Wednesday, January 03, 2007

here's my problem

Here's the thing- I am a really, inordinatly, outrageously wholistic thinker. Show me one dot and I can see the planet. I'm not kidding. So where that gets me in trouble is thusly; when I receive some criticism or difficulty at work, say, from my boss, then very easily I can make these associations:
my boss doesn't support me.
no bosses do or will support me.
the problem is with this entire organization.
I can not go on working for this organization.
Now here's the thing: am I really very well able to see the systemic problems in an organization, or am I just hysterical?
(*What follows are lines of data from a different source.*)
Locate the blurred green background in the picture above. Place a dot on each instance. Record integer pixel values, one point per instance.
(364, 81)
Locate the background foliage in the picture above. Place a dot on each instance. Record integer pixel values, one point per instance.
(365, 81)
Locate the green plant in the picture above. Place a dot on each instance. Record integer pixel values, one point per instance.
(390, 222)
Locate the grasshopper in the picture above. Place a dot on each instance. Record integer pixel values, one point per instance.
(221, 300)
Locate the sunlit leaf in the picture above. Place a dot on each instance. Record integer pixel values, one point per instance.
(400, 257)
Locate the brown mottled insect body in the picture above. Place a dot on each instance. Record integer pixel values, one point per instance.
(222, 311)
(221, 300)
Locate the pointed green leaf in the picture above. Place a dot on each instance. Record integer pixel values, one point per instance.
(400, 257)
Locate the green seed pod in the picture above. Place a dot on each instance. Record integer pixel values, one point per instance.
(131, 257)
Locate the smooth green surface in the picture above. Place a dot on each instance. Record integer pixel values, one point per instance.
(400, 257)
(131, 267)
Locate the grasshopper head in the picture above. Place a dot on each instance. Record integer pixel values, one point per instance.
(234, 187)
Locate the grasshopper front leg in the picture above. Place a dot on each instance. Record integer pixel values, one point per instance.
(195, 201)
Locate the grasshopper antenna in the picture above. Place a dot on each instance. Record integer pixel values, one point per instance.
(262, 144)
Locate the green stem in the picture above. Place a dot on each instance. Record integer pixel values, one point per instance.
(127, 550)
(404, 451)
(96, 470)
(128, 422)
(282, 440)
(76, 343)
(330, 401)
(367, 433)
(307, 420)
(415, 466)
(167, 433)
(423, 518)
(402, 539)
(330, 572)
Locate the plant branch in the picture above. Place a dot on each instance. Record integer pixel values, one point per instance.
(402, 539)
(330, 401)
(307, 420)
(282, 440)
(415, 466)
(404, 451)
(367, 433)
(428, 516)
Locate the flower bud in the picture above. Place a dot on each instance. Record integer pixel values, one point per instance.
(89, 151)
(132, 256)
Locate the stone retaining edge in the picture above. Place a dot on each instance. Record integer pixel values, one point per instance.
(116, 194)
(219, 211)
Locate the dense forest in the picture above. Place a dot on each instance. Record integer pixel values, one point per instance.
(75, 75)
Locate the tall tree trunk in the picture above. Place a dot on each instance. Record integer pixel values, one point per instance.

Maybe any given criticism is just that, criticism... but maybe it really is a tip of the ol' iceberg.
And so, ultimately, I can't tell which is God's voice, and which is... not. (could it beeee......mmmmmSaaaaatannn???)

2 comments:

HerMajesty00 said...

Are you this way in other important relationships say with your parents or spouse or special friends?
If you are then its neither God nor Satan, but a character flaw that is going to require some skill, effort, and maybe prof. help to deal with.
But if it only crops up at work, then perhaps it truly is your seeing the 'forest amoung the trees' ability and perhaps it is a nudge to look elsewhere, where seeing the forest is an important and valued gift.
You have so many amazing gifts! It is more difficult for people whose job is also their vocation- and that doesnt seem to be the least bit fair!

Anonymous said...

I wouldn't touch this one with a ten foot pole!